These are the benefits currently paid to people that cannot work due to sickness or disability. Additionally, as at October 2017, 630 thousand are on the new Universal Credit; some of these also will not be able to work due to incapacity.
According to the Association of British Insurers (ABI), the average IP policy pay-out is for 214 weeks, more than 4 years; and insurers report average length of IP claims up to as much as seven years.
Advisers don’t focus on it as much as other protection policies
This is an admission that the lack of IP sales are in reality down to the lack of inclination of advisers rather than any antithesis from clients, who are largely suggestible.
When pressed further, many of the reasons for this lack of focus are similar to those that the respondents had already attributed to the clients. They claimed it was: harder to sell than other products (24 per cent); seen as secondary to life and critical illness cover (19 per cent).
They also cited a lack of understanding or knowledge (16 per cent); claimed it was too hard or complicated (13 per cent); highlighted underwriting complications (10 per cent); or talked of a commission bias (7 per cent).
Clients think state benefits will be sufficient if they were unable to work long-term
State benefits are not generous. Under Universal Credit, a single person over 25 could receive £317.82 plus £318.76 if they have limited capability for work and work-related activity.
Additionally, they might receive up to £260.64 housing benefit (1 bedroom or shared accommodation). This comes to less than £900 a month.

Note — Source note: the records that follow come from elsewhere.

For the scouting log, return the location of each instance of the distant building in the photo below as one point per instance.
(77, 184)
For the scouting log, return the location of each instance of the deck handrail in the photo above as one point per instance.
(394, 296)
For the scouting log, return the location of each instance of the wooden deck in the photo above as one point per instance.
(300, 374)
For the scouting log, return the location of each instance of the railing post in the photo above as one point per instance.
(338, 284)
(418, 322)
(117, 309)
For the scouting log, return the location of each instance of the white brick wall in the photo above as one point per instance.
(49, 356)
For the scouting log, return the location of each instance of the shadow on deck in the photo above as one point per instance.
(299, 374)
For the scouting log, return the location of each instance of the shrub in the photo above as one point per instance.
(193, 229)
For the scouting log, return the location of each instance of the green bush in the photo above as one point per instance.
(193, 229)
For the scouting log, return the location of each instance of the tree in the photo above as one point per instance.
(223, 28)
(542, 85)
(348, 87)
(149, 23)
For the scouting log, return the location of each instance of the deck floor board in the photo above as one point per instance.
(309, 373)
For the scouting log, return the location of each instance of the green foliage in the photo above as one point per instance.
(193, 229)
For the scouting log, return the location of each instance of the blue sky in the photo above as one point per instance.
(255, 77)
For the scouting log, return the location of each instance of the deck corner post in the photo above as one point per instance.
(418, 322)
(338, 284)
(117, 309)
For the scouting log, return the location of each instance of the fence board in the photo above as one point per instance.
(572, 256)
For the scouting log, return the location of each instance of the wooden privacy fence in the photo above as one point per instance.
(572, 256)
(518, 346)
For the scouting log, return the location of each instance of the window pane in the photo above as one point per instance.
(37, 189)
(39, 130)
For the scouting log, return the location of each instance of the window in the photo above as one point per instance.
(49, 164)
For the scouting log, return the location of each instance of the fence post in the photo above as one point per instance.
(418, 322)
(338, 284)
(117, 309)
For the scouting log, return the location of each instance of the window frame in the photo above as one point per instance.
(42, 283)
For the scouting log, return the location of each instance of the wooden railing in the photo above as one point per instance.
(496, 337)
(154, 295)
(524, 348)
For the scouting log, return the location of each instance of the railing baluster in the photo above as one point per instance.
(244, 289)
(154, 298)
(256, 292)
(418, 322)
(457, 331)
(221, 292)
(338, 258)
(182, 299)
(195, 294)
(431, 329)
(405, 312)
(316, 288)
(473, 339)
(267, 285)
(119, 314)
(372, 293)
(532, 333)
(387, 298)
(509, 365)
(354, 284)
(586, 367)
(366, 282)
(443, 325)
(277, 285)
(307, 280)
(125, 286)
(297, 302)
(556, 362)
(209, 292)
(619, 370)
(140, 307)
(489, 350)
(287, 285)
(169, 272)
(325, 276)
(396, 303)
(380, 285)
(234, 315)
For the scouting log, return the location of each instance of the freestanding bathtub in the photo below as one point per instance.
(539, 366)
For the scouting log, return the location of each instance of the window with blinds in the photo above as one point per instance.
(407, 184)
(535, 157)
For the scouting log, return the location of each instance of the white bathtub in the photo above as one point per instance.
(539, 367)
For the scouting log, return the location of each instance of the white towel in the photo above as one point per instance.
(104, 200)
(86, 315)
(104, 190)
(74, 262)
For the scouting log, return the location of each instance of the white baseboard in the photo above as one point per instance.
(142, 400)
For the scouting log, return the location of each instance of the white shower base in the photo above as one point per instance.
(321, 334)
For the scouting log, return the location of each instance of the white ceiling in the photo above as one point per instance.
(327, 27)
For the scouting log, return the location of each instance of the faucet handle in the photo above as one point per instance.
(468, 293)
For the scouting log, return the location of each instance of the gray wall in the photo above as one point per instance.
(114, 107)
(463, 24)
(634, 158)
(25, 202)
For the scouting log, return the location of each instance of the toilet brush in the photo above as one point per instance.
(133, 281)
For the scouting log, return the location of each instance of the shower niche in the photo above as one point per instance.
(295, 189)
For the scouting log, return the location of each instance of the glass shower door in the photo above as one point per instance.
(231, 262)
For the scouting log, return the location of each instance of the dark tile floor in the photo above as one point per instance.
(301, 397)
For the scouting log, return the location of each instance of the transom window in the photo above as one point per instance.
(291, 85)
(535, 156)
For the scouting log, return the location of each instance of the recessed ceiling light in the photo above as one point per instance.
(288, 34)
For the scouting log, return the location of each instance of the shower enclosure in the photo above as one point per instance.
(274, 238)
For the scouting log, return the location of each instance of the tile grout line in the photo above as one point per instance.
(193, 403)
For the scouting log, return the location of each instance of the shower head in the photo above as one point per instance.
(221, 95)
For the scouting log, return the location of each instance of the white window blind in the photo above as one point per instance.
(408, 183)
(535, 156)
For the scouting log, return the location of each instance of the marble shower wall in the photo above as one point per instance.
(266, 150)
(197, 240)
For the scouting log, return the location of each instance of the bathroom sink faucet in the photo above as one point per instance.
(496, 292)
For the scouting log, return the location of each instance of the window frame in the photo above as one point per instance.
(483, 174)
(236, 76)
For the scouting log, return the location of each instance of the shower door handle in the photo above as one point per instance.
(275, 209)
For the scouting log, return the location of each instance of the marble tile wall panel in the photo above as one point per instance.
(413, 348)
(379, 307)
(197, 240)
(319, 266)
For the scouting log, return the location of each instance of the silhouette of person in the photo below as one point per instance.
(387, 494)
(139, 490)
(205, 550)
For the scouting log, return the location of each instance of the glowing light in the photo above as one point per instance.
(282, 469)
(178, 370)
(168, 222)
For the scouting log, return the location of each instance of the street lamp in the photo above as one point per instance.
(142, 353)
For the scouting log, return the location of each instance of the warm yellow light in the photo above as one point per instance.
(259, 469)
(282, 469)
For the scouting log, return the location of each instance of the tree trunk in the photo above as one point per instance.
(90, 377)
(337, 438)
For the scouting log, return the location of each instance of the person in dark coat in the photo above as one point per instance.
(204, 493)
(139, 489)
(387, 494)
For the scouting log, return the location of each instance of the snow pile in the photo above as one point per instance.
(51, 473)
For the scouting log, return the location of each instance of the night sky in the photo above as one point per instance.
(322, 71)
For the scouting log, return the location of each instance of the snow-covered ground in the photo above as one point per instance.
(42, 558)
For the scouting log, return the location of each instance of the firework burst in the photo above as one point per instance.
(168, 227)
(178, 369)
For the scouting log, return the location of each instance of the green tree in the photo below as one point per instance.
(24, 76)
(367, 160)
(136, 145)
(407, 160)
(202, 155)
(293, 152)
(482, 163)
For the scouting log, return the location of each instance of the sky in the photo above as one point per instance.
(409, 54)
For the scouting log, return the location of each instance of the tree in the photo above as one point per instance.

According to the Office for National Statistics, total average household expenditure is £531.20 per week.
Naturally, people with dependants stand to receive more in benefits, but there is less certainty than ever whether particular individuals would qualify and how much they might receive. Having IP gives certainty and peace of mind.
Clients don't think it will pay out when they need to claim
Lack of confidence among consumers in the ability, or inclination, of insurers to pay claims is something that affects insurance products generally and is well documented, but not restricted to IP.
That it is cited by advisers as a problem in this context suggests that advisers themselves lack confidence in IP.
Advisers can tell people about the number of claims that are paid each year, the very low percentage that are actually turned down and the reasons why.
Advisers can point to the excellent work of the Seven Families initiative, which provides first-hand evidence of where IP can make a real difference to those who find themselves unable to work.